His tone softened, but it didn’t dull the blade. “And we do have every right. There are plenty of teams who’ve needed guidance—Texas among them. You’re part of a franchise system. The other owners are raising concerns about your financial stability.”
Miranda’s jaw clenched. She didn’t need a lecture; she knew exactly how close to the edge they were skating. Her conviction wavered, if only for a heartbeat. Around the league, small-market teams were finding ways to compete—through analytics, player development, discipline. Small ball. Not flashy, not easy, but it could work. Had worked—almost—for the Knights last season.
But Seamus Callahan didn’t do patience. He wanted fireworks. Names that would sell jerseys, grab headlines. It didn’t matter that they couldn’t afford it. He’d thrown money at aging stars and risky contracts, and now the coffers were almost dry. Worse, the fans were drifting. Even a surprise playoff berth hadn’t been enough to reignite belief. Too many key players had walked. And those left behind were talented but green—promising kids, not yet heroes.
Miranda felt the weight of it pressing down on her chest: dwindling ticket sales, sponsor anxiety, a city starting to root for that other Georgia team—the one whose name Seamus had declared unmentionable in the Knights’ offices.
Maybe a consultant could help. Maybe, just maybe, another voice—one not tied to her father’s pride—could steer the ship differently. They’d almost had something last season. If they’d listened to Cole Hammonds, their data-driven GM, maybe the team wouldn’t be in freefall. But Seamus had shut him down, insulted free agents with lowball offers, and chased others away with his volatile temper.
They were left patching critical holes: first base, catcher, a reliable starter, middle relief. No budget. No draw. No plan.
What she didn’t need was another suit poking around, acting like they had the magic solution.
What she needed… was a miracle.
“Miranda?”
She smothered her irritation at the use of her first name. It was a deliberate choice, a tool in his well-polished playbook. She’d grown up under Seamus Callahan’s roof; she recognized a tactic when she heard one.
“Thank you, Commissioner Martinelli,” she replied, the edge of steel unmistakable in her voice. “But I think we’ll be fine.”

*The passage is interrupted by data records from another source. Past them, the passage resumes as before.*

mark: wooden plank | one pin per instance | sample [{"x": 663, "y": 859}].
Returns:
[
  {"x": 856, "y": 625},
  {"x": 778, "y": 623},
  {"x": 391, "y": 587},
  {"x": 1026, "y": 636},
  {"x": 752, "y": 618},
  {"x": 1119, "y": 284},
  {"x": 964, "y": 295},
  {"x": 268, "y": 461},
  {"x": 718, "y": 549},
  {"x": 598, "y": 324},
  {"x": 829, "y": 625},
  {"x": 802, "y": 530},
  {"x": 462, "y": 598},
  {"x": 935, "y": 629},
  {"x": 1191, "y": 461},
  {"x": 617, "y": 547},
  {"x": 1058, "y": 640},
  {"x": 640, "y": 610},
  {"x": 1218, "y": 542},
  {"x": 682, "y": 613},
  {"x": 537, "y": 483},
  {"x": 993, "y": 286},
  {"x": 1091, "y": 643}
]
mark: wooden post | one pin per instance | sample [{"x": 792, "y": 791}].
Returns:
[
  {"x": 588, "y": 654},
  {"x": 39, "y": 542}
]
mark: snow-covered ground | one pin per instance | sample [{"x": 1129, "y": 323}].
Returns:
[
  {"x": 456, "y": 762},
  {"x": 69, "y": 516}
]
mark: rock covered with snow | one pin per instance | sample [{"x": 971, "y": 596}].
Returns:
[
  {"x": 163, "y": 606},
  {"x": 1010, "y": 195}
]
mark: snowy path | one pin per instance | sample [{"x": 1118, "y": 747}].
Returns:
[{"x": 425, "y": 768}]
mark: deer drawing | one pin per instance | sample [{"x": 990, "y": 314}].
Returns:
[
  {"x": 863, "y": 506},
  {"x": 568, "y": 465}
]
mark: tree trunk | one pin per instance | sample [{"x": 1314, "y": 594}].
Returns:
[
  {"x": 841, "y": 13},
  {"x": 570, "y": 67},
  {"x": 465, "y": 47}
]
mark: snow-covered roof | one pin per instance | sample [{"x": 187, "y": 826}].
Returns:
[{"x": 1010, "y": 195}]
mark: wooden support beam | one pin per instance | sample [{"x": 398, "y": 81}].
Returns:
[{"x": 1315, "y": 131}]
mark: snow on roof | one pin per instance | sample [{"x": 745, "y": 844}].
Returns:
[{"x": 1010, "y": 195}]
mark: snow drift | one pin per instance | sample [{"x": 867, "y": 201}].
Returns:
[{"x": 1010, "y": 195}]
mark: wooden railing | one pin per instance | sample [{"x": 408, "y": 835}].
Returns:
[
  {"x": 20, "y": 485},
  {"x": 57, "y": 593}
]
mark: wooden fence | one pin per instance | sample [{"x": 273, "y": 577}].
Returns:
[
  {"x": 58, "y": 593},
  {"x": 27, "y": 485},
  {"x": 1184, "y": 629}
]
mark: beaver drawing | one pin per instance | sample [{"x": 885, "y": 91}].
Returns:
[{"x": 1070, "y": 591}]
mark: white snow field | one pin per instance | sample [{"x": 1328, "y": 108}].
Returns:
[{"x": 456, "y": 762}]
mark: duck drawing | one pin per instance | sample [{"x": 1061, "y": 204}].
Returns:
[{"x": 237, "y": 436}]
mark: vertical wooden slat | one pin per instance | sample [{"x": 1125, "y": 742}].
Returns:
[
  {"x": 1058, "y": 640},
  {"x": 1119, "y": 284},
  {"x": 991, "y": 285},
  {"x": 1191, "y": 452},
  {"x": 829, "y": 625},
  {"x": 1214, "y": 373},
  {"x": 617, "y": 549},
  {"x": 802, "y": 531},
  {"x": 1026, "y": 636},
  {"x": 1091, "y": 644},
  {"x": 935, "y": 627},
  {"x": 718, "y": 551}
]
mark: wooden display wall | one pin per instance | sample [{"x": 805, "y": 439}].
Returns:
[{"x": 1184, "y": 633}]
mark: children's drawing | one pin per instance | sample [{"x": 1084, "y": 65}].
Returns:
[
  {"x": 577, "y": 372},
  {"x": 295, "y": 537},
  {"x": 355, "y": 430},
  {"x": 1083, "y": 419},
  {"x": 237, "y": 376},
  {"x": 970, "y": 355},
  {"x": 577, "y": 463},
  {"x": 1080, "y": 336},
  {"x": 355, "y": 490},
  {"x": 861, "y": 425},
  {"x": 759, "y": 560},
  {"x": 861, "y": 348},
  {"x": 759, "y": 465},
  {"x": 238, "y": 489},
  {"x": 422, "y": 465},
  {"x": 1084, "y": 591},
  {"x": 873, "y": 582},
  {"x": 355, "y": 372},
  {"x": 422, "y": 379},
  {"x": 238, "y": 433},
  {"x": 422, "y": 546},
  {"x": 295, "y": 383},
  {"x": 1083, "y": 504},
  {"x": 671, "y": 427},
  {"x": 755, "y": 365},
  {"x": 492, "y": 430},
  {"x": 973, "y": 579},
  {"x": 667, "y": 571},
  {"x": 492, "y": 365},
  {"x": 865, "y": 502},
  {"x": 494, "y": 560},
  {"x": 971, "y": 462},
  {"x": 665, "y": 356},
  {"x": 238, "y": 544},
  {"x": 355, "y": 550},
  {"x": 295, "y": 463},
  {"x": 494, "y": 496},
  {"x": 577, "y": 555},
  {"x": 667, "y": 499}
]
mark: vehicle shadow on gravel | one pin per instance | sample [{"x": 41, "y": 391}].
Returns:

There was a beat of silence. Then—
“You mistake this conversation for a negotiation, Ms. Callahan. The decision has been made. Lucas Wainright will be there this afternoon, if he isn’t there already.”
Her blood turned to ice.
“Lucas Wainright?”
Martinelli’s voice hesitated, a flicker of surprise. “Yes… I believe you know him. Wasn’t he from Savannah?”
Oh, shit.
Her heart pounded like a drumline. Her father was going to blow a gasket.
And she wasn’t sure she wouldn’t, too.